可又忽然想到於琼向来矜傲,如今这样的脆弱鲜为人知,她大概是不喜欢别人看见她如此狼狈又脆弱的一面。
忽然觉得有些好笑,魏舒轻笑了声,微微摇着头,半分也不配合:“哪里难看?”
关于和於琼之间回忆的点点滴滴少之又少,魏舒只好细细把以往见过的,或是在网络上看到过关于於琼所有张扬的、热烈的、美好的、情诡的、生气的模样通通在脑海里过了一遍。
未等於琼开口,魏舒弯下腰来贴在她的耳侧轻轻道:“我记得你所有的模样,你在我心里一直是完美的。”
随后她见於琼阖上了眼睛,耳根处不争气的泛着淡淡粉红。
“哈喽,有人在意吗?我还没走呢?”十七在一旁挥了挥手。
此时回应十七的只有床旁边的输液窸窣的点滴声。
那样的声音很轻,可在十七的耳朵里却能听得分明。
魏舒心虚地玩着於琼的手指,抚过那修剪齐整的指甲。
没有人理十七,她看看魏舒,又看看眼皮合拢的於琼,然后她忽然冷笑了声:“喂,於琼。医生说你现在不能睡,别装死。

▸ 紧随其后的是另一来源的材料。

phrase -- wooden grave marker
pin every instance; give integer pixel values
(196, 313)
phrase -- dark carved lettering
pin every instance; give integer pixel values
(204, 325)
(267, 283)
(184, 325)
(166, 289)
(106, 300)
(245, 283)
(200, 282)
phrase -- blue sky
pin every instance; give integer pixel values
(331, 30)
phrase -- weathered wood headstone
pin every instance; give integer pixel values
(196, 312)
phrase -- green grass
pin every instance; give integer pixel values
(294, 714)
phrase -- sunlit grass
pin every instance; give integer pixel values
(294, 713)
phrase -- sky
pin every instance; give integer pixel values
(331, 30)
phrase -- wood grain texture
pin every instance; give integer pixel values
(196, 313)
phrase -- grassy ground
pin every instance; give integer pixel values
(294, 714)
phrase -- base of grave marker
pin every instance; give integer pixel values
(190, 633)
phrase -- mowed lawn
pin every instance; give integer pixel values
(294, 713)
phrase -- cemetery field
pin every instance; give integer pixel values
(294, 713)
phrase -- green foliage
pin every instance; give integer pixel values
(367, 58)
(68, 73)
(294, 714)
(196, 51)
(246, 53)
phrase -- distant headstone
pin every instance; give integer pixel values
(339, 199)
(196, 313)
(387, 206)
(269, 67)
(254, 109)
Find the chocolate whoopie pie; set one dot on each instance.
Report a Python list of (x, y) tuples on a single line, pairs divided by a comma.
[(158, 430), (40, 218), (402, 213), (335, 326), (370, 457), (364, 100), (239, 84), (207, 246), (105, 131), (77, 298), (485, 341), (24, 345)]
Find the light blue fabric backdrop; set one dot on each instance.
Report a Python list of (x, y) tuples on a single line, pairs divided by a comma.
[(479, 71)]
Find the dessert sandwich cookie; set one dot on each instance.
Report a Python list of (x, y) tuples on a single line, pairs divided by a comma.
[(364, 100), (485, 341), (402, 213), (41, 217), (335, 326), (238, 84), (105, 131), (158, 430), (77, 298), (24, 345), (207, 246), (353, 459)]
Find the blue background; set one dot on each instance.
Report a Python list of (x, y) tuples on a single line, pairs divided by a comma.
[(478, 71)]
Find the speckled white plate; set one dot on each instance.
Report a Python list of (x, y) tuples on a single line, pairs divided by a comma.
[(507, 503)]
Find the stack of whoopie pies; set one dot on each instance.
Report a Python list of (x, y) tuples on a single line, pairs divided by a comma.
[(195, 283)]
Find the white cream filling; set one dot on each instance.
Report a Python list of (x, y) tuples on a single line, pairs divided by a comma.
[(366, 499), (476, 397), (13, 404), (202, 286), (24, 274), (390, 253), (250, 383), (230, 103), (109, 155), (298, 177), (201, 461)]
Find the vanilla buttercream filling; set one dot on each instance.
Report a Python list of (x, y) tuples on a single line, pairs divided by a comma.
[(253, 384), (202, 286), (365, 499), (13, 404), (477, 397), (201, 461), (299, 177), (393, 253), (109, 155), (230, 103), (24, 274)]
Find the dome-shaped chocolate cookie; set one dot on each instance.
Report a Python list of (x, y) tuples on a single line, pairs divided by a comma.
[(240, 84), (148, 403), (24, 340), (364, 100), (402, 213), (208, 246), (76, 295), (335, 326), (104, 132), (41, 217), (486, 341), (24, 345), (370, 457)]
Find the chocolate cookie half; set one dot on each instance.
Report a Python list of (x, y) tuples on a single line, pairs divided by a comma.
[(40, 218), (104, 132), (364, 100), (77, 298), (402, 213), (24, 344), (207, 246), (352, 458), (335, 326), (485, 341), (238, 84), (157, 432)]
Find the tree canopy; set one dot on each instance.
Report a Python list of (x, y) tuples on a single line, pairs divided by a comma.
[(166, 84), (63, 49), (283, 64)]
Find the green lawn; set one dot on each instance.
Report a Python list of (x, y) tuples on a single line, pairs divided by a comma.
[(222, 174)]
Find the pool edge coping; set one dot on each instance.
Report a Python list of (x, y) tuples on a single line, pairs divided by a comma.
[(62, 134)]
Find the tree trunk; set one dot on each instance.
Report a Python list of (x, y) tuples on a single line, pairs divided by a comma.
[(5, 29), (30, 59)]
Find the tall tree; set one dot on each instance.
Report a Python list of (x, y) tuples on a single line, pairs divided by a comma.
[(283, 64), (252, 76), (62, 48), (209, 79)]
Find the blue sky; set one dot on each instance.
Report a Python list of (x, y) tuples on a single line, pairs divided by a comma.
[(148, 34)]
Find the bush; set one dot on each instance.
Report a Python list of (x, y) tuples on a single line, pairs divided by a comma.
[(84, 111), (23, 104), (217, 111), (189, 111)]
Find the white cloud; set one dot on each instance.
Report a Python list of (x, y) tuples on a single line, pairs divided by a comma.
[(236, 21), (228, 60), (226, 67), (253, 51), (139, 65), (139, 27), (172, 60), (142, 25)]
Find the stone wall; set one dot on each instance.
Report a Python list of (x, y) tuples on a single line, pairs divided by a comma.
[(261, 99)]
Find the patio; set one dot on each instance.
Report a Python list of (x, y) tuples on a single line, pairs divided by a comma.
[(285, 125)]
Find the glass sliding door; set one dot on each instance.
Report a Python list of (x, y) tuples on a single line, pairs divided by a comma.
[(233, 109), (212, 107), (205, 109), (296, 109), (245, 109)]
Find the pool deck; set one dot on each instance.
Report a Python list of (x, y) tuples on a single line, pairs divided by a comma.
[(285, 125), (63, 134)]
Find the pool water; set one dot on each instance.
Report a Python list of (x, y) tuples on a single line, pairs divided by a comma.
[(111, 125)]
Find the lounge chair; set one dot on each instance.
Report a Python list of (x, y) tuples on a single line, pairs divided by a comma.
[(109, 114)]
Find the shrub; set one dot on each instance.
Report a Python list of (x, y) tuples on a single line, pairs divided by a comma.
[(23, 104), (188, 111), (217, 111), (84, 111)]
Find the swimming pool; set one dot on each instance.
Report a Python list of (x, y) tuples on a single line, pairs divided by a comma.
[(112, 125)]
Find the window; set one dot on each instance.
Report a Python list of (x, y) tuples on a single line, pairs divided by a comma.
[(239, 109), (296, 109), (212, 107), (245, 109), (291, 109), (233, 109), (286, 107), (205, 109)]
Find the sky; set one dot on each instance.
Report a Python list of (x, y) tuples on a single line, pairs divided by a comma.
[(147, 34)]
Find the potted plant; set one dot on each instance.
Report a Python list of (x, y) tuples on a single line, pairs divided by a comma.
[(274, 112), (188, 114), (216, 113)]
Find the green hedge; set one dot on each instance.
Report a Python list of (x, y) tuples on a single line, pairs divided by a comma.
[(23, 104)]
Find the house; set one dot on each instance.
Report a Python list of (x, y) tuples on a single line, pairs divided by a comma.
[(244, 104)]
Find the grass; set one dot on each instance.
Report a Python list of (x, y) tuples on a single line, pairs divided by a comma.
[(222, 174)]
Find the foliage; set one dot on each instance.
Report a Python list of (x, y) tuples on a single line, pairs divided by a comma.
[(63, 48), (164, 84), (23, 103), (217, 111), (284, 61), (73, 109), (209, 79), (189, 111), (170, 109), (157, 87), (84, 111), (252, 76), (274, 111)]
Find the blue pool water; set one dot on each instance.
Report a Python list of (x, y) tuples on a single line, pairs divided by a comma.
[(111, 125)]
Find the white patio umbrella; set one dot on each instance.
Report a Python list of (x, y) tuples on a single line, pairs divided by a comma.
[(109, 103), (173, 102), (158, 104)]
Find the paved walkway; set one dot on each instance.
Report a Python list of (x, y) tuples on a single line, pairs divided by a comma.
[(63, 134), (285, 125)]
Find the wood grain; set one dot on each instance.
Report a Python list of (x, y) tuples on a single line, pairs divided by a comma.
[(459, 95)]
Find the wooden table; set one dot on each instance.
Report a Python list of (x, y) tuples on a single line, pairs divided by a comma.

”
于是於琼只好缓缓睁开眼,一言不发地盯着十七。
然后十七随着那道视线瑟缩了下脖颈,接着回头看了眼紧闭的窗户,低声呢喃着:“怎么感觉冷飕飕的?”
俗话说不作死就不会死。
是你偏要招惹她的。
凭於琼那记仇的性子,怕是有得闹的。
魏舒默默在心里给十七点了根蜡。
之后没过多久,饥饿感才后知后觉地涌了上来。
中午那会的饭只吃了两口,想必於琼现在也饿了。
只是以她现在的精神状态,怕是什么也吃不下,只想着睡觉。
魏舒起身看了下病房的柜子。
柜子里什么都没有,来的太过匆忙,什么准备也没有。
护士说至少要住院一周,这种微创手术挂水大概五天,后面留院观察两天,之后要是没什么问题可以回家修养,定期回来换药复查拆线就好了。
等到观察的时间结束,魏舒算着时间轻轻拍了拍於琼的手指:“睡吧。”
“我出去买点东西,你看着点,水要是挂完了记得按铃换药。”魏舒低头对着已经开始打游戏的十七嘱咐道,“有没有东西需要我帮忙带的?我得去趟於琼家里。”
“给我带个充电宝就行。”十七头也没抬得地挥了挥手。
看她这漫不经心的懒散样子,魏舒忍住想给她脑壳一拳头的冲动,又不放心地说了句:“你打游戏别忘了看水啊!”
“知道了……”
临云的秋天不算干燥,可这段时间总是下雨,虽然这会天气还算不错,空气里却总是潮湿一片。
魏舒去了趟於琼家里,和秦拾简单报了下平安,她用行李箱装了些於琼的衣物。
住院期间是穿着病号服用不着穿衣服,可等出院了总是要换的。而且内裤是每天都得换的。